By Steve Clayton
A lot has happened in the last month or, perhaps more to the point, a lot has not happened in the last month. Here on the east coast, a pleasant Spring has not happened. The amount of rainfall and inclement weather we have had over the last six to eight weeks is discouraging to say the least. Mind you we can be thankful for not having to endure destructive wild fires, tornadoes and widespread flooding other areas of the continent are struggling with. The other thing that didn’t happen was Judgment Day; May 21st came and went like any other day listed on the calendar. Or did it?
For a non-event it has certainly elicited a great deal of attention. Before the 21st there was much said about whether or not Judgment Day was going to take place. Here we all are; believers, non-believers, and the fence huggers, still living our daily lives ten days later. The news is full of stories about Judgment Day not occurring; most of these stories are very mocking, rude and some are even hateful. Reporters who, in theory, are not supposed to be biased are exhibiting very strong biases; in other words, they are making judgments, ironically, about Judgment Day and those who believe in it. Obviously the idea of Judgment Day is extremely frightening to many; if it was not, would the responses be so extreme? When push comes to shove what did any of the believers in Judgment Day do wrong? Mr. Camping followed a belief he thought in his heart was right.

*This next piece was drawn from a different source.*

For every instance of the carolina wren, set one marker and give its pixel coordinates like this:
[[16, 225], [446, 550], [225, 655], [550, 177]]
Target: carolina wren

I think it is safe to say the majority who followed his beliefs did so of their own free will. Many spent their money in the last few months and weeks, not by giving it to Mr. Camping, but by trying alert their fellow human beings Judgment Day was soon upon us with the hopes of helping them.
These acts of altruism remind me of the Kogi and other South American tribes who perform regular ceremonies to pray for us ‘modern’ or ‘civilized’ people whom they believe have lost their way. What do civilized people do in return besides damning their rivers, burning their forests, destroying their peaceful harmonious way of life, all to sustain a society that is destroying the planet? They judge! They judge themselves as superior and proceed in their own righteousness. Whether you choose to agree or disagree with the believers of Judgment Day is up to you. Be grateful for living in a society that allows you and others to be able to make such choices. The moment you judge someone else, and want to limit their freedom to choose, you are limiting your own freedom as there will always be those who disagree with you.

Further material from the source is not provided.